All comments received will be posted without change to http://www.regulations.gov and will include any personal information you have provided. Anyone is able to search the electronic form for all comments received into any of our dockets by the name of the individual submitting the comment (or signing the comment, if submitted on behalf of an association, business, labor union, etc.). You may review DOT's complete Privacy Act Statement in the Federal Register published on January 17, 2008 (73 FR 3316), or you may visit http://edocket.access.gpo.gov/​2008/​pdf/​E8-785.pdf.

II. Abbreviations

III. Background

A. History

The Omnibus Transportation Employee Testing Act of 1991 (OTETA), 49 U.S.C. 31306, mandated that DOT establish a controlled substances (drug) and alcohol testing program applicable to regulated entities and individuals performing safety sensitive functions. Entitled “Procedures for Transportation Workplace Drug and Alcohol Testing Programs,” 49 CFR part 40 contains the DOT regulations that detail how testing must be administered and prescribes procedures to protect the integrity of the process. The FMCSA's related drug and alcohol testing regulations are in 49 CFR part 382, “Controlled Substances and Alcohol Use and Testing.”

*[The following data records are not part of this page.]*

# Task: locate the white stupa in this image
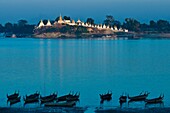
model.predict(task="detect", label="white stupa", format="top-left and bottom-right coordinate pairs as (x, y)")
top-left (46, 20), bottom-right (52, 27)
top-left (38, 20), bottom-right (45, 28)
top-left (103, 24), bottom-right (106, 29)
top-left (58, 15), bottom-right (64, 24)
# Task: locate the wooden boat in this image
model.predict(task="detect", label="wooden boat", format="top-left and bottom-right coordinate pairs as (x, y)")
top-left (44, 101), bottom-right (76, 107)
top-left (119, 95), bottom-right (127, 103)
top-left (145, 95), bottom-right (164, 104)
top-left (23, 97), bottom-right (39, 104)
top-left (100, 91), bottom-right (112, 100)
top-left (26, 92), bottom-right (40, 100)
top-left (9, 96), bottom-right (21, 106)
top-left (40, 93), bottom-right (57, 100)
top-left (40, 94), bottom-right (57, 104)
top-left (128, 92), bottom-right (150, 101)
top-left (66, 93), bottom-right (80, 102)
top-left (57, 93), bottom-right (73, 102)
top-left (7, 91), bottom-right (19, 101)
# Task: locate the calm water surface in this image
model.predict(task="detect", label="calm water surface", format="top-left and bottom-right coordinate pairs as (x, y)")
top-left (0, 38), bottom-right (170, 112)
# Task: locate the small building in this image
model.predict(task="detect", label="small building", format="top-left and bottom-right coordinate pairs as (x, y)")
top-left (58, 15), bottom-right (64, 24)
top-left (45, 20), bottom-right (52, 27)
top-left (103, 24), bottom-right (106, 29)
top-left (37, 20), bottom-right (45, 28)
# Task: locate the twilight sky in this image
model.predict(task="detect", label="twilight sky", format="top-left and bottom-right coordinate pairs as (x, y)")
top-left (0, 0), bottom-right (170, 23)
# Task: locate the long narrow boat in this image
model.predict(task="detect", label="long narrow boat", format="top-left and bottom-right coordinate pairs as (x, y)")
top-left (44, 101), bottom-right (76, 107)
top-left (9, 96), bottom-right (21, 106)
top-left (26, 92), bottom-right (40, 99)
top-left (57, 93), bottom-right (73, 102)
top-left (145, 95), bottom-right (164, 104)
top-left (7, 91), bottom-right (19, 100)
top-left (40, 94), bottom-right (57, 104)
top-left (66, 93), bottom-right (80, 102)
top-left (40, 93), bottom-right (57, 100)
top-left (99, 91), bottom-right (112, 100)
top-left (23, 97), bottom-right (39, 104)
top-left (128, 92), bottom-right (150, 101)
top-left (119, 95), bottom-right (127, 103)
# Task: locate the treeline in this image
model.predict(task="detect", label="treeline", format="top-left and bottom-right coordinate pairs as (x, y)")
top-left (101, 15), bottom-right (170, 33)
top-left (0, 20), bottom-right (35, 34)
top-left (0, 15), bottom-right (170, 34)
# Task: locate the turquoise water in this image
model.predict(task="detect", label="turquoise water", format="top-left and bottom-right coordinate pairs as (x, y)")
top-left (0, 38), bottom-right (170, 111)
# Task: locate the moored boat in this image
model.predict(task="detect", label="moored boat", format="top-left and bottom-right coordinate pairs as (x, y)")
top-left (9, 96), bottom-right (21, 106)
top-left (26, 92), bottom-right (40, 99)
top-left (44, 101), bottom-right (76, 107)
top-left (128, 92), bottom-right (150, 101)
top-left (66, 93), bottom-right (80, 102)
top-left (99, 91), bottom-right (112, 100)
top-left (40, 93), bottom-right (57, 100)
top-left (40, 93), bottom-right (57, 104)
top-left (7, 91), bottom-right (19, 101)
top-left (119, 95), bottom-right (127, 103)
top-left (57, 93), bottom-right (74, 102)
top-left (23, 97), bottom-right (39, 104)
top-left (145, 95), bottom-right (164, 104)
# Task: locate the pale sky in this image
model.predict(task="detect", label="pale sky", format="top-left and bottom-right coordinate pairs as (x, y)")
top-left (0, 0), bottom-right (170, 23)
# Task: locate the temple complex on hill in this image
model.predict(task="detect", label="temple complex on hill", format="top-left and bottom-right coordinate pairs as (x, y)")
top-left (36, 15), bottom-right (128, 32)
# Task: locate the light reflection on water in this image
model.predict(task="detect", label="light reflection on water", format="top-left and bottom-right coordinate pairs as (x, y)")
top-left (0, 39), bottom-right (170, 111)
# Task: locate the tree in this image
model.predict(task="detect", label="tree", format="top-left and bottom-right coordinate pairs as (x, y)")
top-left (104, 15), bottom-right (114, 26)
top-left (86, 18), bottom-right (94, 25)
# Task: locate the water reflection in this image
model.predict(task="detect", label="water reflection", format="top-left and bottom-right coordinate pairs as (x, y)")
top-left (0, 39), bottom-right (170, 110)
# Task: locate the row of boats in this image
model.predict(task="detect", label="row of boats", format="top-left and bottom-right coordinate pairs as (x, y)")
top-left (100, 91), bottom-right (164, 104)
top-left (7, 92), bottom-right (80, 107)
top-left (7, 91), bottom-right (164, 107)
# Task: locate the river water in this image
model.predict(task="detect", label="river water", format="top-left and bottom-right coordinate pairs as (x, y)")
top-left (0, 38), bottom-right (170, 112)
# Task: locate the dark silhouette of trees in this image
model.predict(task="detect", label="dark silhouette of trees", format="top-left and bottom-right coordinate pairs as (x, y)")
top-left (86, 18), bottom-right (94, 25)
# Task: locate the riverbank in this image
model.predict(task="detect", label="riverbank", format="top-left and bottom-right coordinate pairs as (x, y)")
top-left (0, 107), bottom-right (170, 113)
top-left (1, 32), bottom-right (170, 39)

DEA implemented the Comprehensive Drug Abuse Prevention and Control Act of 1970, often referred to as the Controlled Substances Act and the Controlled Substances Import and Export Act (21 U.S.C. 801-971), as amended. DEA published regulations implementing these statutes in 21 CFR Parts 1300 to 1399. These regulations are designed to ensure an adequate supply of controlled substances for legitimate medical, scientific, research, and industrial purposes, and to deter the diversion of controlled substances to illegal purposes. Controlled substances are drugs and other substances that have a potential for abuse and psychological and physical dependence. DEA lists controlled substances in 21 CFR part 1308. The substances are divided into five schedules. The substances listed in the schedule that are relevant to this rulemaking, Schedule I, have a high potential for abuse and have no currently accepted medical use in the United States (DEA Interim Final Rule on Electronic Prescriptions for Controlled Substances, 75 FR 16237, March 31, 2010). These substances may only be used for research, chemical analysis, or manufacture of other drugs.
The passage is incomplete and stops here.